When Bailee Moore and her two female companions are voted off a wagon train, they reluctantly make their way to Texas, where they are accosted by a wild, smelly man set on stealing their wagon. The three women bash the brute over the head and promptly turn themselves in to the nearest sheriff, convinced they’ve committed murder. Instead of sending them away to be hanged, however, Cedar Point’s wily sheriff devises a marriage lottery, in which the women are raffled off and married to men willing to pay their prison fines. Carter McKoy, a silent recluse with a tragic past, draws Bailee’s name, and though she deplores her lot, she quickly warms to him. The first half of the novel ambles leisurely along as Bailee and Carter come to know one another, but the pace picks up abruptly when Bailee learns the man she allegedly killed is alive and eager for revenge.

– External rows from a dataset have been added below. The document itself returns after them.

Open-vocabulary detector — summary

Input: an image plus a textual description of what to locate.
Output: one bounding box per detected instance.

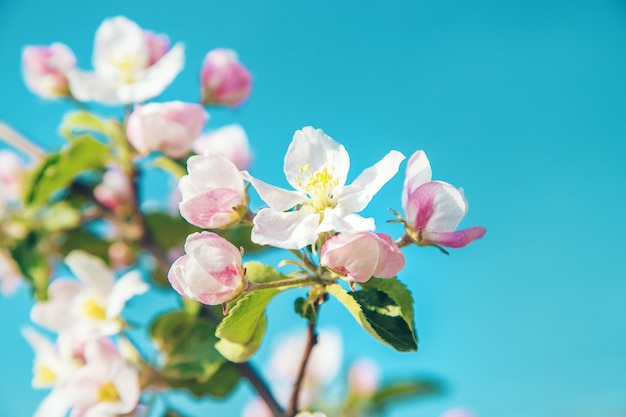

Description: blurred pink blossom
[200,49,252,107]
[126,101,209,158]
[68,16,185,104]
[22,43,76,98]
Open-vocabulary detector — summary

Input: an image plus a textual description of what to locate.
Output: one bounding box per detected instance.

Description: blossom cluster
[0,12,486,417]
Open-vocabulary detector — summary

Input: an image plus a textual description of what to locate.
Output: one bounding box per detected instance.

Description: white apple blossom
[31,250,148,338]
[34,338,141,417]
[67,16,185,104]
[244,126,404,249]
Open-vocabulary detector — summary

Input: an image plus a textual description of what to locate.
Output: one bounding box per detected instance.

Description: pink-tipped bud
[200,49,252,107]
[178,155,248,229]
[22,43,76,98]
[320,232,405,282]
[167,232,244,305]
[126,101,209,158]
[348,358,380,397]
[193,124,252,170]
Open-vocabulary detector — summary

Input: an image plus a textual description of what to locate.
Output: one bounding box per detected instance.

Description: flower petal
[118,43,185,103]
[251,208,320,249]
[402,151,433,207]
[284,126,350,191]
[422,226,487,248]
[65,250,115,297]
[336,151,404,213]
[241,171,307,211]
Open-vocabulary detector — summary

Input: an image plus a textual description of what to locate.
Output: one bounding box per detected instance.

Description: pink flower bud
[192,124,252,170]
[126,101,209,158]
[320,232,405,282]
[348,358,380,397]
[22,43,76,98]
[167,232,244,305]
[93,168,134,211]
[200,49,252,107]
[402,151,487,248]
[178,155,248,229]
[143,30,170,67]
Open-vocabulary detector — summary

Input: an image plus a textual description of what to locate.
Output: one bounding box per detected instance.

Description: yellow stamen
[98,381,121,402]
[83,298,106,320]
[35,363,57,385]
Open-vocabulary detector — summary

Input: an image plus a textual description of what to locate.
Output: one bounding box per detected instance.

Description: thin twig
[0,121,46,160]
[287,302,319,417]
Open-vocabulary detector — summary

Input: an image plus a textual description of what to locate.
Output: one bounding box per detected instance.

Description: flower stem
[287,299,321,417]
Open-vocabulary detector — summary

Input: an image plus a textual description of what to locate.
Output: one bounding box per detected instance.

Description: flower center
[296,164,339,213]
[98,381,121,403]
[35,363,57,385]
[82,298,107,320]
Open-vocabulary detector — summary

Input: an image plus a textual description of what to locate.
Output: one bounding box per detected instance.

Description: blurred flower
[348,358,380,397]
[320,231,405,282]
[22,43,76,98]
[31,250,148,338]
[167,232,245,305]
[93,167,135,211]
[22,328,84,388]
[34,338,141,417]
[402,151,487,248]
[241,397,274,417]
[245,126,404,249]
[268,329,342,407]
[200,49,252,107]
[126,101,209,158]
[143,30,170,66]
[178,155,248,229]
[0,149,26,206]
[192,124,252,170]
[68,16,185,104]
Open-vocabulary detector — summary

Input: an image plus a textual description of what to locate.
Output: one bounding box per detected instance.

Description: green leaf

Though the intrigue subplot fleshes out Carter’s character and allows for some compelling cowboy action (complete with fistfights and bullet-dodging heroics), it detracts from the real drama between Bailee and Carter.
REVIEW : This is one of those books that reaches out and grabs you at least it grabbed me. So far I haven’t read any of her books that I haven’t liked. She is fast becoming one of my favorite authors for historical.
Carter is unlike any other hero that I have ever read, he lets his actions speak for themselves, and then their is Bailee, she is as unlike any heroine also, they way that they learn to live and deal with each other, is unlike any book that I have ever read.
I read this book as part of the Winter 08 Reading Challenge: Read a book that has an Arranged marriage or a Marriage of Convience.